In the meantime I'm still working at my usual admin job part time, house/pet sitting when available, still applying for other jobs... I haven't put too many resumes out (I need to be more proactive!) and I haven't received any calls... I'm hoping that maybe next week I will... There is one non-profit I would love to work with, positively visualizing receiving a call from them on Tuesday.
I have been doing alright with my recent, renewed nutrition and fitness goals. My sweet tooth is a bit rampant and I'm trying to tame it/ drive myself crazy by only having fruit in the house... I don't even have easy to grab carbs. Last weekend, I enjoyed too much chocolate, nuts, and wine while watching a movie with my boyfriend.. and I had 2or 3 nights when my dinner was more than I needed... but that is life and I'm still focused on eating healthy. All it takes is planning! This week's main meal is going to be my rice and beans with extra veggies.

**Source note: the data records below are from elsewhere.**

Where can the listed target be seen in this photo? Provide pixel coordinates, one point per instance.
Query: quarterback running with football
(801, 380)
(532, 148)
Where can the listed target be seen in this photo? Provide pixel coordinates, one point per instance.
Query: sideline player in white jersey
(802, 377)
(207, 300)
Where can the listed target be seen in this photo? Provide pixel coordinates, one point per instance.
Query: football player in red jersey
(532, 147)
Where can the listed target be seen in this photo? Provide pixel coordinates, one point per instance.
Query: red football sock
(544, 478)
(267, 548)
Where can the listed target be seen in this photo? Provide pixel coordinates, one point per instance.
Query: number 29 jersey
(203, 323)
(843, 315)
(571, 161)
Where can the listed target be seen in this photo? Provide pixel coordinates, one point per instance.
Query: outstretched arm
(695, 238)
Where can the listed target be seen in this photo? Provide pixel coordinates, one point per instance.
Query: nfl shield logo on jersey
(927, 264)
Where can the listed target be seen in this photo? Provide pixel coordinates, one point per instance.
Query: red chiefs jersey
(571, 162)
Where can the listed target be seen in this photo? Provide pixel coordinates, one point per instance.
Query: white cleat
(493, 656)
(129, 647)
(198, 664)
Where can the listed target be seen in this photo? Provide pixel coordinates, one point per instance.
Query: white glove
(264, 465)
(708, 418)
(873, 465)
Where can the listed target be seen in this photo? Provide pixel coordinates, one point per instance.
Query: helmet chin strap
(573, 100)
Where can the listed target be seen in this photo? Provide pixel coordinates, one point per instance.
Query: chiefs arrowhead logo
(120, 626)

I haven't been going to zumba very much lately... but it's because my back has been aching. Nearly 20 years ago when I was 12 or 13 I was a chubby but active kid when I stressed my back out and ended up with a slipped disk in my lumbar area. For the most part I have it under control but it has flared up recently and just aches. I'm taking it easy in my yoga classes. I tried acupuncture last week and have another appointment this next week, I'm hopeful. However, in terms of my exercise this September, I think I should be able to maintain my schedule of yoga 3-6 times per week, though zumba might be out and not only because of my back, but also because my favourite instructor is taking an Italian vacation and the woman who is filling in for her jumps too much (stresses out my back) with not enough latin choreography. I'll figure it out... but I don't want to go below 3 workout sessions per week.
I want to get more sleep... for about a week I was good at being in bed between 10-11, even if I read for an hour or two (and usually reading stuff for my class or research!). To get more sleep (and to fit in my workouts!) I will need to employ better time management. I can do that.
In other news, tomorrow my boyfriend and I are heading into the mountains! I'm hoping to get in a hike, but the area I was thinking was devastated by floods in June and the trail I used to love still isn't open. We'll see. No matter what we do, it will be a lovely day getaway!
Sparkfriends, I hope you are all having a lovely Sunday and your own twists in life! Happy September!